Finie la partisanerie
L’entêtement ne sert à rien. Jean Charest ne peut faire autrement qu’aller de l’avant avec une commission d’enquête publique. Lui et son gouvernement sont maintenant isolés.
Les derniers remparts qui résistaient à une demande de commission d’enquête publique viennent de tomber. La FTQ et l’UMQ réclament à leur tour que l’on fasse la lumière et restaure ainsi la crédibilité des différents acteurs. Le gouvernement doit emboiter le pas. Chaque jour, les allégations continuent de faire les manchettes et il devient pratiquement impossible pour le gouvernement d’entreprendre quelque projet que ce soit.
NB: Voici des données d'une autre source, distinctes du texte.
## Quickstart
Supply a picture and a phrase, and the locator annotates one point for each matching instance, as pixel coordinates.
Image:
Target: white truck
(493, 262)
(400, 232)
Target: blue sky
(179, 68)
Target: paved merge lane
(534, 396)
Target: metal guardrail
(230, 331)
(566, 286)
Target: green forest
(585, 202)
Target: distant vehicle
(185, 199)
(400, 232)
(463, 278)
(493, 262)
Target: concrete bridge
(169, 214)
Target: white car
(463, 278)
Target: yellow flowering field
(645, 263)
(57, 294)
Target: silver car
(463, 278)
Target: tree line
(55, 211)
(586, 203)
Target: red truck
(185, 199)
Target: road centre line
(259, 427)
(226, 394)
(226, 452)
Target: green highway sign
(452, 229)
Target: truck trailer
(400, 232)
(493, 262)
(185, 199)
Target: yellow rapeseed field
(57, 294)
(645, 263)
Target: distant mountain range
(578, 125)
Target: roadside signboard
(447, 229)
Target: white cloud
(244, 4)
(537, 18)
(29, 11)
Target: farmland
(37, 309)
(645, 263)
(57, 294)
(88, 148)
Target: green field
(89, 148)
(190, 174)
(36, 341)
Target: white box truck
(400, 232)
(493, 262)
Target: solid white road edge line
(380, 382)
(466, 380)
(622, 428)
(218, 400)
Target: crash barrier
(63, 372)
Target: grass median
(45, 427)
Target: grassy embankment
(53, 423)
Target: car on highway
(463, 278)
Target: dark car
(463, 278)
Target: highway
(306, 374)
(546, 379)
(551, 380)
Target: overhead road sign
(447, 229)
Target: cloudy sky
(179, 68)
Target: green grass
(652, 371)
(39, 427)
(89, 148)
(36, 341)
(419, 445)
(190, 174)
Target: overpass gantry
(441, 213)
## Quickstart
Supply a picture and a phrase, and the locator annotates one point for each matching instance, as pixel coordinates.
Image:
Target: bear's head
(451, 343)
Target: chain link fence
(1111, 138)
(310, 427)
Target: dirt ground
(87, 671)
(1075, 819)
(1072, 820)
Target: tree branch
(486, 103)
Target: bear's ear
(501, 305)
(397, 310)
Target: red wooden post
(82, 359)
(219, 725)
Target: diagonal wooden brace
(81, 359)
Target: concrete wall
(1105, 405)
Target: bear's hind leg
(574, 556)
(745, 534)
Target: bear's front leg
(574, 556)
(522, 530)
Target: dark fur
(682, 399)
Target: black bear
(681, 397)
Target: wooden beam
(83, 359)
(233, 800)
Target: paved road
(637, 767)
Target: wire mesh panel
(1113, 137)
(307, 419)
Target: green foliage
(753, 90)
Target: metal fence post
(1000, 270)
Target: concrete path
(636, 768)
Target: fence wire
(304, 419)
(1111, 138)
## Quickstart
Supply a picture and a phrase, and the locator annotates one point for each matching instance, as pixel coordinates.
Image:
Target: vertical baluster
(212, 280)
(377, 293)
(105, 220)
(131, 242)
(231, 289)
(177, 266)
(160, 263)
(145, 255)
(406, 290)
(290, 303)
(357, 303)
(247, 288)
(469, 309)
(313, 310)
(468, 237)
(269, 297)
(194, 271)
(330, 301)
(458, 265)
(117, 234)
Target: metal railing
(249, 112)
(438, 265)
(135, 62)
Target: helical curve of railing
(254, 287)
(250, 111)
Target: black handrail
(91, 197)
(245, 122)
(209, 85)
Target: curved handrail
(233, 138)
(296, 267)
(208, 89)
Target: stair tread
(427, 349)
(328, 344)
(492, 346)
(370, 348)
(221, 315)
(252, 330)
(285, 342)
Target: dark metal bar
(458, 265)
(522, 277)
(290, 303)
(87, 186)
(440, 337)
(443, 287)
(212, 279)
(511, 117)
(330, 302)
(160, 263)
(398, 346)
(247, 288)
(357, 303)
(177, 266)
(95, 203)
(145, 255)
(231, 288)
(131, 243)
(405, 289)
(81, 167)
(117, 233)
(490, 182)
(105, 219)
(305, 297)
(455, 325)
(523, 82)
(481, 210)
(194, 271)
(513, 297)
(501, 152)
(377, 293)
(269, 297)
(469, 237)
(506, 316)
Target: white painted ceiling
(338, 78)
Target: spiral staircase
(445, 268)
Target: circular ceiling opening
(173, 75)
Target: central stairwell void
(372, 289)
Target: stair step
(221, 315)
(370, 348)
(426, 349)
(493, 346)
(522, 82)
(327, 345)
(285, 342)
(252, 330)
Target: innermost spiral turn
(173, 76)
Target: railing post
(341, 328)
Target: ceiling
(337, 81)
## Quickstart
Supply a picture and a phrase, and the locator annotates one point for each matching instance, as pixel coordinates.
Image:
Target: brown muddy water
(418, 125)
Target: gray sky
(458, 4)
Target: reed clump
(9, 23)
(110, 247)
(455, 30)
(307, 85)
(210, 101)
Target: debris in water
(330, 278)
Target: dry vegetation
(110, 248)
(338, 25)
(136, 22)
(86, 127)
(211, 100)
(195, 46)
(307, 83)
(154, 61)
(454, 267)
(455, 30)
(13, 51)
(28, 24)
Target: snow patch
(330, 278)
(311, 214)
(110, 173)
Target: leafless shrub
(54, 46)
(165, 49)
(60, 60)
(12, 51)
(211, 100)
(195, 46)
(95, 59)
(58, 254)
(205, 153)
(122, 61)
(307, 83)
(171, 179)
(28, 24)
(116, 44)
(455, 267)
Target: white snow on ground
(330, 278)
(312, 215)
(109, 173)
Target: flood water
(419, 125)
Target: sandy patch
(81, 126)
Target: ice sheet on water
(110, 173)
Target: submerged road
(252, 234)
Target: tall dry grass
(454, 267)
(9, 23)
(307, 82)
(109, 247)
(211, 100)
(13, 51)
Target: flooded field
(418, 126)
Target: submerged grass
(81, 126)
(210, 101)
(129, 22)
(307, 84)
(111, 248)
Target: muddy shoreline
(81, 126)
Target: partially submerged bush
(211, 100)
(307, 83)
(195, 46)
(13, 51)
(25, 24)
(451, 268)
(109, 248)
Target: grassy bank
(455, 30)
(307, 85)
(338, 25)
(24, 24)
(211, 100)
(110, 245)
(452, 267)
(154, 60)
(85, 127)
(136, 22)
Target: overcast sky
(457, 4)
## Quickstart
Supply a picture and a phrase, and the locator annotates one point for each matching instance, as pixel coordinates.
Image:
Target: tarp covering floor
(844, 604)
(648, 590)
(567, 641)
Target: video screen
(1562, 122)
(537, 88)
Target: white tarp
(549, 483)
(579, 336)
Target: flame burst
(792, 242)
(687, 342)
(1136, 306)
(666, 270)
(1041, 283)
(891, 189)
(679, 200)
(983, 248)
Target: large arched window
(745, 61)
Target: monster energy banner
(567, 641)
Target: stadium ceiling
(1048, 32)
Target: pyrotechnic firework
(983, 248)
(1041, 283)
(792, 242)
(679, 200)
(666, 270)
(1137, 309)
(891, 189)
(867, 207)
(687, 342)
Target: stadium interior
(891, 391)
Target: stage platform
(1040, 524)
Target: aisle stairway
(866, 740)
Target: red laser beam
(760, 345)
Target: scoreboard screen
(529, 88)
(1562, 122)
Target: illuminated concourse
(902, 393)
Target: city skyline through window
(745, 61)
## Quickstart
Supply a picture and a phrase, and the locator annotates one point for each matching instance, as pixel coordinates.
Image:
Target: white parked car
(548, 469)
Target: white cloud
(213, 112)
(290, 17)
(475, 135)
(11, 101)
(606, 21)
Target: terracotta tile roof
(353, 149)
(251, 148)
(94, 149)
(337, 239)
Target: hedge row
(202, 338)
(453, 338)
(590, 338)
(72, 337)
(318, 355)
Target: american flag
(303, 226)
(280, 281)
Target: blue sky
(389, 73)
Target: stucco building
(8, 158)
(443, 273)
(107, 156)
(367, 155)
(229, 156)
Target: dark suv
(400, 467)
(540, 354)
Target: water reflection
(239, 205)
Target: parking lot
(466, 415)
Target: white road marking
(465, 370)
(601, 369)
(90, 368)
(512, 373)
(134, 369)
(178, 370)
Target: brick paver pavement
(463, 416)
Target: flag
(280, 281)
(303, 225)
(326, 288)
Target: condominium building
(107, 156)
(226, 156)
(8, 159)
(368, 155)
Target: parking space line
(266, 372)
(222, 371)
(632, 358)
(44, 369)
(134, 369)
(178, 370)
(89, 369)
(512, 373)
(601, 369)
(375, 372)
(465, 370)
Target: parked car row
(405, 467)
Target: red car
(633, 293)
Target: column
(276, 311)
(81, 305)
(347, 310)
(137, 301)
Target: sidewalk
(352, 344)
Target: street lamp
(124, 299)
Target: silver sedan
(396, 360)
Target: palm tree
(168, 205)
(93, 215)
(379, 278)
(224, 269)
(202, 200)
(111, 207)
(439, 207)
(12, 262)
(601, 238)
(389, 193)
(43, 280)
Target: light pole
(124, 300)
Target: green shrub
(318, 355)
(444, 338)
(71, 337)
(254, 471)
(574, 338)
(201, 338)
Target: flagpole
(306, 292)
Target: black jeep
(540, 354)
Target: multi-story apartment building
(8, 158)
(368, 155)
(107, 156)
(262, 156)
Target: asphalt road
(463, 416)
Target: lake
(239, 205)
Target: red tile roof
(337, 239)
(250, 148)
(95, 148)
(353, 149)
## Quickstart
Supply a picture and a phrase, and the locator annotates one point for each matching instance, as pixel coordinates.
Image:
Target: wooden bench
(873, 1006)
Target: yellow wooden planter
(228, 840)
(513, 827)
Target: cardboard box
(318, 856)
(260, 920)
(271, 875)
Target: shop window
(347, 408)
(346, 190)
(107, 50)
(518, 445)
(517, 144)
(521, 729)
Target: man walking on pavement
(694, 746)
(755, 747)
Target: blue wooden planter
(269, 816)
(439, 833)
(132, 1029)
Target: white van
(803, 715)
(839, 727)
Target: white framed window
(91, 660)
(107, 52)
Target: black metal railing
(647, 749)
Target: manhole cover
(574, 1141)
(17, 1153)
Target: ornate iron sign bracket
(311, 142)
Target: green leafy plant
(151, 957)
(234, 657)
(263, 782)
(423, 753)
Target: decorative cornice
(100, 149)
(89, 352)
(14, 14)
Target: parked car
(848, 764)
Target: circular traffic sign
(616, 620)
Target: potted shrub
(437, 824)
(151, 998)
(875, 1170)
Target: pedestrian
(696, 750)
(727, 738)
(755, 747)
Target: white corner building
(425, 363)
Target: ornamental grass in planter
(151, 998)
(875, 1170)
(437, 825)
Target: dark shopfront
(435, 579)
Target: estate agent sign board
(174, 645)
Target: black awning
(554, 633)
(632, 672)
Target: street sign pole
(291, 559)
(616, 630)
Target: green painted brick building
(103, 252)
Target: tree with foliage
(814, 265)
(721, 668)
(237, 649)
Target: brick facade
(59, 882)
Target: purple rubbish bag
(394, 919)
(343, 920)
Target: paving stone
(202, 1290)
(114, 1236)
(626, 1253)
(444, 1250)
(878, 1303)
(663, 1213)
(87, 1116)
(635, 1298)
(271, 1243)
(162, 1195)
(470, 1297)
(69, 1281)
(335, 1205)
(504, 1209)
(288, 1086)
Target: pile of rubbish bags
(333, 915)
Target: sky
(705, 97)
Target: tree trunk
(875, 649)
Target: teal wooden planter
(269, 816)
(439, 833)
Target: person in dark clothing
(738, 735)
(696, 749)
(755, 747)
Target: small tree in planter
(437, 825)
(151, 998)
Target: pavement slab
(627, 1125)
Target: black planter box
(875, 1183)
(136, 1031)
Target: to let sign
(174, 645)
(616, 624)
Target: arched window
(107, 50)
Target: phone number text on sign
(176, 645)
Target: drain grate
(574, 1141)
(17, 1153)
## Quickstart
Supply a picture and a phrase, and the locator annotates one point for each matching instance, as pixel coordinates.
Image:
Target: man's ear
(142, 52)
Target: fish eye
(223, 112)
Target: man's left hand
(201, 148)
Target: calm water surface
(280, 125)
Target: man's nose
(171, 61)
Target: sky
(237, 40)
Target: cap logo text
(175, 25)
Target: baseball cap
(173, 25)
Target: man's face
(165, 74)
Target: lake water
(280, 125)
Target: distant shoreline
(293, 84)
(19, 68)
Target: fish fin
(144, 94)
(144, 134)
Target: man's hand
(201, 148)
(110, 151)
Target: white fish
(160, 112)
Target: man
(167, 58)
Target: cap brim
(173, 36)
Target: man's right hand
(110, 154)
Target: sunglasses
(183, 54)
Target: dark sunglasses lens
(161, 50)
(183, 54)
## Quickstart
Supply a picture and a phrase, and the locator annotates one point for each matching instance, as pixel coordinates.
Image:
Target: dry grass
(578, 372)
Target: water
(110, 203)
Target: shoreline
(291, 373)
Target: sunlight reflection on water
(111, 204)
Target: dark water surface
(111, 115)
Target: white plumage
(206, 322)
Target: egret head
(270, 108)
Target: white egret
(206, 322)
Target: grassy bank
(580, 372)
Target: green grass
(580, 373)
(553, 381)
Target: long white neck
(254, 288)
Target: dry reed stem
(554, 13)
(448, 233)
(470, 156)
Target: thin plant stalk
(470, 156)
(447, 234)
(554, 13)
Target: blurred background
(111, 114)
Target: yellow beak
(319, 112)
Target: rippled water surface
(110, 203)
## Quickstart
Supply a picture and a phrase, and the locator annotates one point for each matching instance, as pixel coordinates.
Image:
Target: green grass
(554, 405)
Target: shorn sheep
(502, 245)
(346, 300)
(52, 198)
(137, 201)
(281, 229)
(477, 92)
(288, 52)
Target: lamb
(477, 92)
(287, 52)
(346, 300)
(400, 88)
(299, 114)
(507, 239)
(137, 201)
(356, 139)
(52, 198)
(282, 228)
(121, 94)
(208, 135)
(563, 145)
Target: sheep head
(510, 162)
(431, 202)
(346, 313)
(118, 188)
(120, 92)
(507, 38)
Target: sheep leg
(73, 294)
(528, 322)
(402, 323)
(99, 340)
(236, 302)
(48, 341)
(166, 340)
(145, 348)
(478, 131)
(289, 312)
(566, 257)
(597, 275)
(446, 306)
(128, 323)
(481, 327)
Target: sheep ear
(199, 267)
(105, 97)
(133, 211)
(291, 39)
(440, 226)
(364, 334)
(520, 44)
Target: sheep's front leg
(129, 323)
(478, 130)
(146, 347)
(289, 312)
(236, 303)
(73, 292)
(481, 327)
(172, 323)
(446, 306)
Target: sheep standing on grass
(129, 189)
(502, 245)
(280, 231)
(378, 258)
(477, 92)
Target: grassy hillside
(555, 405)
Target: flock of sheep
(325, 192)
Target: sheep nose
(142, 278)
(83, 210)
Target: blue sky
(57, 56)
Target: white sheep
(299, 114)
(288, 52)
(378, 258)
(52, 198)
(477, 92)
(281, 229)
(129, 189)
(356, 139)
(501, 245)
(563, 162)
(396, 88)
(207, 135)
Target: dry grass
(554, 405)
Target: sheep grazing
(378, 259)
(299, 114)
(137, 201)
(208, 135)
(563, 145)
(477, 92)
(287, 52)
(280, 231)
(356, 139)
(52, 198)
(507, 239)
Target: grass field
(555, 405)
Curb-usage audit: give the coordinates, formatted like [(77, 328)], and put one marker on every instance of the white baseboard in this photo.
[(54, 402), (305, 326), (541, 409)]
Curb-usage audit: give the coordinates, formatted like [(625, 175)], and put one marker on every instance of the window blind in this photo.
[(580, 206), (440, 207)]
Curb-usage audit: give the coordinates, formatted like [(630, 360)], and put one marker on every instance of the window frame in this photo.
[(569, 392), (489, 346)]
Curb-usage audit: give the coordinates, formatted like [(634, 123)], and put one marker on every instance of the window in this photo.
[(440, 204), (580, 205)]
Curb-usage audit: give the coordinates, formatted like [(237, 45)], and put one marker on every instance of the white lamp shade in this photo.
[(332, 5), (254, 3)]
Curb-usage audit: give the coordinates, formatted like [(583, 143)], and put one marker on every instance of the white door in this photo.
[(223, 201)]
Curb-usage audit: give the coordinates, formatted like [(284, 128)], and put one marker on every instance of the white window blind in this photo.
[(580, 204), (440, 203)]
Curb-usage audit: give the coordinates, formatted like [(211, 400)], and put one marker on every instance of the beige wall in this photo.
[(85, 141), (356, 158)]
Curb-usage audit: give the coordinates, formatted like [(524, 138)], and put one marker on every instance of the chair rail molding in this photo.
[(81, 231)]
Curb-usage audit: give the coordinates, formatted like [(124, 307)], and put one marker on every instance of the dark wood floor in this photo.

Pour rétablir la confiance de la population envers les institutions, l’heure n’est plus à la partisanerie. Il est temps de s’élever au-dessus de la mêlée. Le premier ministre doit maintenant nommer un comité de sages afin de définir le mandat d’une commission d’enquête autour de l’attribution et de l’exécution de contrats publics. Syndicats, entreprises, élus – tous les liens dans la chaîne doivent être examinés. Des personnes respectées qui ont vécu certaines expériences peuvent être mises à contribution. À juste titre, des noms comme ceux de Jean Cournoyer et de Lucien Bouchard circulent déjà… L’Assemblée nationale doit aussi collaborer et entériner la démarche, sans quoi le Québec restera au neutre.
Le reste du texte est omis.